Filmin ilk yarısı Aydın ile kardeşi Necla arasındaki diyalogların hakimiyetinde geçerken, yan hikaye olarak genç imam ve onun gariban ailesi dikkati çekmektedir. Filmin ikinci yarısı Aydın ile Nihal arasında geçer daha çok, Nihal’in bağış toplamak için otelde düzenlediği toplantılardan birine katılmak isteyen Aydın, Nihal’in filmin başından beri değişmeyen soğuk ve aşağılayıcı bakışlarıyla karşılaşır Nihal davranışlarıyla, sözleriyle, tüm varlığıyla Aydın’a ceza vermek istermiş gibi bir ruh hali içerisindedir, Nuri Bilge Ceylan Nihal karakterini açıklarken hikayenin paralelinde Aydın’ın kısa süreli bir müşterisi için yılkı atı satın almasını ve onu evcilleştirmek için küçük bir yere hapsetmesini anlatır ve özgür bir ruha takılan prangaları göstermek adına en etkili sahneleri izletir seyirciye, aynı o yılkı atı gibi Nihal de kendisini bir hapis hayatı içerisinde hissetmektedir ve bu hapisten kurtulmak için suni bağış kampanyaları düzenlemektedir. Kış uykusundan uyanan Aydın kendisinden uzaklaşan egosunu yakalamak için Nihal’i içinde bulunduğu uykudan uyandırmak ister ve genç kadının bağış kampanyası düzenleme hakkında hiçbir bilgisi olmadığından dem vurur. Necla kendi kayboluşunda Aydın’ı uykudan uyandırıp arka plana geçerken, Aydın da aynı şeyi Nihal’e yapar ve gideceğini söyler, aslında bilmedikleri kaybolan ruhlarının birbirinden farkı olmadığıdır. Ceylan’ın insan ruhundaki gösteriş budalalığını en iyi yansıttığı sahnelerden biri Nihal’in imamın evini ziyaret ettiği sahnedir. Çantasında imamın ödemediği ev kiralarına çokça yetecek bir miktar para vardır, para karşılığında Nihal hiçbir şey istemediğini söyler ve bunu bir iyilik olarak düşünmelerini ister. Ancak Nihal Aydın’ın karşıt karakteri olarak gözükse de o da egosunu tatmin etme adına bilinçsiz hareket eden, kayıp bir özgür ruhtur, ailenin acıklı hikayesini dinlemek ister, paranın nasıl bir dramayı onaracağını öğrenir ve bununla huzur bulur. Ne egonun, ne paranın, ne de herhangi bir benliğin altında ezilmeyen özgür ruh ise imamın kardeşine aittir ve gözünü dahi kırpmadan para dolu zarfı ateşe atabilecek özgürlüktedir. İmamın kardeşi İsmail gözü yaşlı bir şekilde o sırada oğlunu izlerken, Nihal paralar yerine kendisi yanıyormuş gibi acı çeker, Aydın’ın, Necla’nın ve kendisinin tek karede özetlenen görüntüsü, sobada yanan para kağıtlarından ve o kağıtların oluşturduğu yapay ego katmanlarından ibarettir.

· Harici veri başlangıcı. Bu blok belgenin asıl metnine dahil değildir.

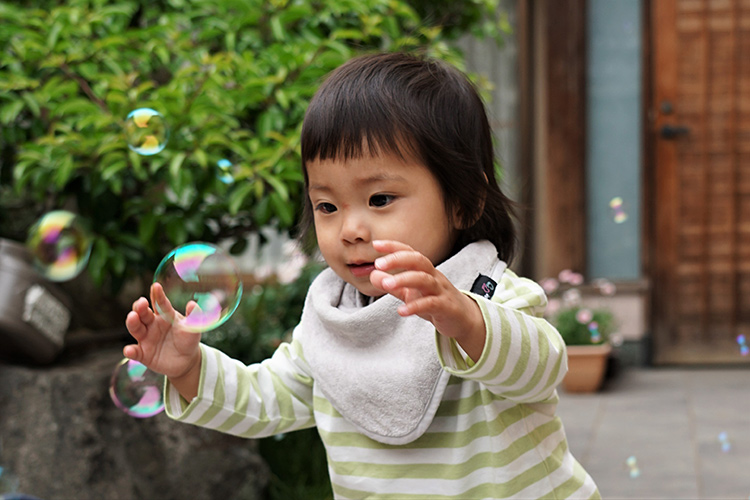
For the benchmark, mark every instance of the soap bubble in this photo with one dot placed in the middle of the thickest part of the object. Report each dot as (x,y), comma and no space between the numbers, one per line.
(225,173)
(8,481)
(147,131)
(206,275)
(632,464)
(136,390)
(60,245)
(619,215)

Çehov’un hikayelerinden esinlenilerek oluşturulan senaryo, Nuri Bilge ve Ebru Ceylan çiftinin bu zamana kadar oluşturduğu en dolu, insanı kendi varlığında boğacak kadar rahatsız edici yazınsal yapıtı. Filmi izlemeden önce üç buçuk saatlik filmin süre olarak seyirciyi rahatsız edeceğini düşünürken, aslında seyirciyi rahatsız edecek olan tek şey filmin gerçekleri yüze çarpma konusundaki becerisi ve dürüstlüğü. Haluk Bilginer, Demet Akbağ ve Melisa Sözen’in karşılıklı döktürdükleri her sahnede insan nefesini tutarak takip ediyor olayları ve bir vakit sonra filmi takip ederken nefessiz kalmak dahi olası.

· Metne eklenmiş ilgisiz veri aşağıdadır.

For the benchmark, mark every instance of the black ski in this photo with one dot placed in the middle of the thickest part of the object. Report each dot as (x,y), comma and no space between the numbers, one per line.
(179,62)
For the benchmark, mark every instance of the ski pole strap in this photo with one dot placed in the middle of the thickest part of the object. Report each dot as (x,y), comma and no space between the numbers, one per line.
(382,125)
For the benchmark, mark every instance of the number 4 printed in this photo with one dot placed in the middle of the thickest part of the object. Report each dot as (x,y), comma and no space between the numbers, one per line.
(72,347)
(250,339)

Her izlendiğinde farklı bir ayrıntının dakikalarca sizi meşgul edeceği, Aydın’ın önyargılarla dolu dünyasında gerçeğin ne olduğunu ararken kendi dünyamızda ne kadar gerçekçi olduğumuzu sorgulayan, üç saatlik süresi boyunca dinamiğini bir an bile kaybetmeyerek mükemmel bir yönetmenlik ve kurgu işçiliğine sahip “Kış Uykusu” unutup kaybetmememiz gereken, Türk sineması adına çok önemli bir armağan, bir başucu kitabı.